Monday, April 10, 2017

Appalachia youth grow up without loyalty to coal, look for other opportunities for their future

Hindman, Ky. (Best Places map)
Teddy Martin, a former Eastern Kentucky coal miner who teaches at a vocational school in Hindman, is trying to teach Appalachian youth that there is a promising future in the region that does not revolve around coal, Zack Colman reports for The Christian Science Monitor. He "hopes that learning trades will allow his students to stay in Hindman after they graduate, and perhaps start businesses of their own right here. Many want to, but worry they can’t."
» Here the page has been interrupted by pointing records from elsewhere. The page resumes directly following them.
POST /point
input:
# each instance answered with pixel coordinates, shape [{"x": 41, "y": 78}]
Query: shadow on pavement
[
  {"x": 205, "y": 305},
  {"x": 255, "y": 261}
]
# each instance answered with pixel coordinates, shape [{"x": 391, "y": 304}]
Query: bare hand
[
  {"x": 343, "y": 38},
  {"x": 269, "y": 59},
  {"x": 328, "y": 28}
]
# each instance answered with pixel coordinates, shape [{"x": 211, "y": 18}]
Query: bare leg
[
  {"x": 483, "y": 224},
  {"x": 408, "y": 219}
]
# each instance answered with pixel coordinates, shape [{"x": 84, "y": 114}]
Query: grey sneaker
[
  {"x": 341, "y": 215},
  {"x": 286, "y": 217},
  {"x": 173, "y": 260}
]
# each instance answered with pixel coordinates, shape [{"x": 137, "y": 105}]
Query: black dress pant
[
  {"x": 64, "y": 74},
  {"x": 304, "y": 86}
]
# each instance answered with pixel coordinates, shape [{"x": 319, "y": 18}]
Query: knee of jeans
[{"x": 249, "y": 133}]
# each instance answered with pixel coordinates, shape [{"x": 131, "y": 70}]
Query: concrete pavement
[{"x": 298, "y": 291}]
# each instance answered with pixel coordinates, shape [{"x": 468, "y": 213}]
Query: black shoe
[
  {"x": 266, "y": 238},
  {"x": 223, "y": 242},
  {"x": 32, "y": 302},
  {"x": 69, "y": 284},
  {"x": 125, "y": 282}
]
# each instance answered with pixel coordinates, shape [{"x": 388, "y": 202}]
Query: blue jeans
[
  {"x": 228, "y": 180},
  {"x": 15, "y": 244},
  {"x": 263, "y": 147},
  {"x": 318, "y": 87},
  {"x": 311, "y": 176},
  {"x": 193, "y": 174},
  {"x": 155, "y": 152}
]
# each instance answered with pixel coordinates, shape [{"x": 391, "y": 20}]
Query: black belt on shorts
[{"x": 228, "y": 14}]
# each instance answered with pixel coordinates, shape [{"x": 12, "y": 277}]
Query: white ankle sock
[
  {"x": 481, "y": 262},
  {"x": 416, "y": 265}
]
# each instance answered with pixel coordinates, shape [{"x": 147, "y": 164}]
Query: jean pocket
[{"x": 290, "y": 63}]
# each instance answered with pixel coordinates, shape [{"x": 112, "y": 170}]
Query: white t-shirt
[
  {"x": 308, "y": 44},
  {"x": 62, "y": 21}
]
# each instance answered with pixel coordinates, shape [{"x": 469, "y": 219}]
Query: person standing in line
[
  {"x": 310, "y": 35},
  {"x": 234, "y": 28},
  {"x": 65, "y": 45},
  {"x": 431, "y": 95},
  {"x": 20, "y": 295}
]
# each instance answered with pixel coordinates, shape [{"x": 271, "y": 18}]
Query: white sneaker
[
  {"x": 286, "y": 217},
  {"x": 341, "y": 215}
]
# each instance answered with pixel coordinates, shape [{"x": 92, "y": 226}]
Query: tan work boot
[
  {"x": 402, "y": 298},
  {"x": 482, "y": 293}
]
Colman makes a key point about the old, largely depleted Appalachian coalfield: "The old mind-set that the region needs a big jobs provider—like coal—is hard to break. Younger generations watch their parents endure unsteady employment and worry about their own prospects. Older generations can’t visualize a different way forward. One mistake outsiders make, many here say, is thinking all this is actually about coal. It’s not. It’s more about the life coal provided. Where else could you earn $80,000 a year with a high school education or less?"

Nevertheless, "Towns like Hindman, across a mining region that runs through the ancient folds of the Appalachian Mountains, from Pennsylvania to West Virginia to Tennessee, are beginning to see the opportunities—in fields such as tourism, agriculture, e-commerce, and environmental cleanup," Colman writes. And younger residents are "growing up without the deep-rooted loyalty to coal mining that their parents and grandparents harbored. They are looking to a different future. . . . Perhaps more than at any time in the past, the focus is on bootstrap ingenuity—encouraging a more entrepreneurial economy. The goal is not just to pump money into the region, but to help communities like Hindman foster the desire and have the tools to build a new future for themselves, one small business at a time."

Hindman is in Knott County, where the unemployment rate is 10 percent, twice the national average. The poverty rate is 33 percent and the county has one of the highest drug overdose rates in a state that is one of the nation's leaders in the dubious statistic, Colman writes.